Columnas

Una guerra canalla

'El extraordinario avance científico del que nuestro mundo civilizado se ufanaba, al haber llegado casi a las estrellas y verse ahora de pronto tan golpeado, asustado y maltrecho ante un virus de tan real jerarquía maléfica, con un nombre tan inocente'.

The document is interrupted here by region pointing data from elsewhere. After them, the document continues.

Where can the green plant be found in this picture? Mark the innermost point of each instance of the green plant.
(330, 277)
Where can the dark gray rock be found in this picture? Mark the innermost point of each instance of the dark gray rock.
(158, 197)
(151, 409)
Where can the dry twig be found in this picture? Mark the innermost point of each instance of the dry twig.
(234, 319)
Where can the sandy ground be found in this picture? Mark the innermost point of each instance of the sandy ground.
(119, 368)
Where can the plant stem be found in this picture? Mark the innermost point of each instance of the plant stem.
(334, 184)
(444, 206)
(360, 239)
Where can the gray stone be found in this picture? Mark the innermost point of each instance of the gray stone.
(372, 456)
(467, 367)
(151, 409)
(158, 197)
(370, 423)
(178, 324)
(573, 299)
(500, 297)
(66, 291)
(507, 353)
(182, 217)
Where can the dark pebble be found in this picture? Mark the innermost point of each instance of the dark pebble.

La amenaza de una posible intervención armada de EE. UU. que, como la espada de Damocles pendía sobre Venezuela y el gobierno de Maduro desde que Donald Trump congelara todas las cuentas que por entrega de crudo y gasolinas debía al país caribeño, fue anunciada la noche del miércoles primero de abril de esta semana, bajo el argumento, a todas luces inconvincente, de cortar el narcotráfico al que estaría dedicado el gobierno de Maduro, narcotráfico que como todo el mundo sabe tiene su epicentro desde hace décadas en Colombia, país donde se encuentran distribuidas siete bases militares norteamericanas a raíz de que el expresidente ecuatoriano Rafael Correa no les renovara el convenio de la Base de Manta, obligándolos a salir del nuestro.

Lo canalla de la decisión radica en que se lo pretenda hacer mediante una operación naval con buques con plataformas de despegue de aviones y miles de combatientes, precisamente cuando la epidemia mundial del coronavirus tiene semiparalizado al mundo y la consigna es quedarse en casa, siendo la tarea más común de los gobiernos proveer de alimentos y medicinas a los sectores más vulnerables de la población, los niños y las personas de edad avanzada.

El número de contagiados y de muertos en EE. UU. ha rebasa ya los que tuvo China, que fueron alrededor de 90.000 y 3.000, respectivamente, país que dominó ya la epidemia y que ha logrado establecer una prueba rápida de 15 minutos para detectar a los infectados, test y ayuda de mascarillas y medicamentos que ha empezado a enviar a países socialistas como Venezuela, haciéndolo también la Rusia de Vladimir Putin. Y desde luego, como siempre en estados de emergencias de salud por epidemias virales, como fue la del ébola en África, las brigadas de médicos cubanos, verdaderos misioneros de la solidaridad universal, que están ahora en 12 países de las Antillas y en Italia y España, con agobiantes cifras del mortal virus que, por otra parte y en alguna forma ha puesto en cuestión todo el extraordinario avance científico del que nuestro mundo civilizado se ufanaba, al haber llegado casi a las estrellas y verse ahora de pronto tan golpeado, asustado y maltrecho ante un virus de tan real jerarquía maléfica, con un nombre tan inocente.